Яма. В плену у своих

Не знаю, кто ты такой! На лбу у тебя не написано! Может наёмник из украинцев, почём мне знать? На стороне боевиков воевал...





– Не знаю, кто ты такой! На лбу у тебя не написано! Будем разбираться, согласно армейским правилам и уставу! А пока, до выяснения, посидишь под арестом. Тип лица у тебя славянский, а документов нет. Может ты наёмник из украинцев, почём мне знать? На стороне боевиков воевал...

– Да наш это, наш! – заспорил Лёха, заступаясь за меня с непозволительной для младшего по званию горячностью, грубо нарушающей субординацию. – Он мне жизнь спас, товарищ майор! Боевика застрелил, на моих глазах!

– А тебе, Зайцев, никто слова не давал, – рявкнул майор с острасткой. – Топай в расположение роты.

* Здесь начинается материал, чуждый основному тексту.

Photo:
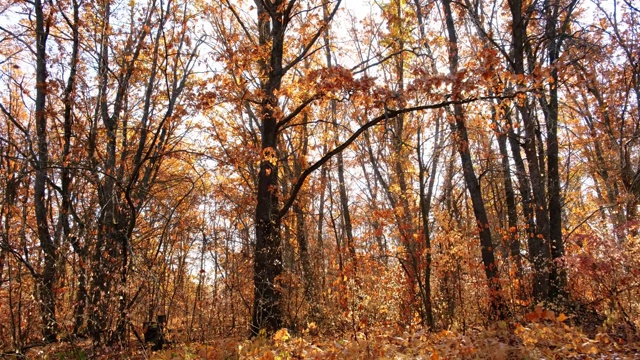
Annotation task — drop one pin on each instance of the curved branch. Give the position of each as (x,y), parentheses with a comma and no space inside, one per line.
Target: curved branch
(388,114)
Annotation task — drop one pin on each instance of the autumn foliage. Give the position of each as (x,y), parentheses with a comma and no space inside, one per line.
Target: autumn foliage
(277,179)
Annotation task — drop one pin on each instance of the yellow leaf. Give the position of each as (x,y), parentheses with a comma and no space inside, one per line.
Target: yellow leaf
(281,335)
(562,317)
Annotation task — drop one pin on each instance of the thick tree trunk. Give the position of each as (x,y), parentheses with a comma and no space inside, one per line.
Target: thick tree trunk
(268,266)
(539,241)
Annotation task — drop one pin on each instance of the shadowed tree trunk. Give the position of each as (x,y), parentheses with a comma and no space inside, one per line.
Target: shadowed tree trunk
(497,306)
(47,279)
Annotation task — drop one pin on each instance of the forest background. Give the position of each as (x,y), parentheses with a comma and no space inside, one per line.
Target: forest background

Выполнять приказ!

– Есть, выполнять приказ, – промямлил Лёха ворчливо и состроил ухмылку, красноречиво выражавшую его отношение к вопиющему командирскому произволу. Он вышел из помещения, где временно располагался штаб полка с нарочито выраженным недовольством и побрёл в расположение.

– А ты, пока, посидишь на гауптвахте, – повернулся майор ко мне. – Слова твои ещё проверить надо. Кто ты такой и почему без знаков различия шастаешь в зоне ведения боевых действий.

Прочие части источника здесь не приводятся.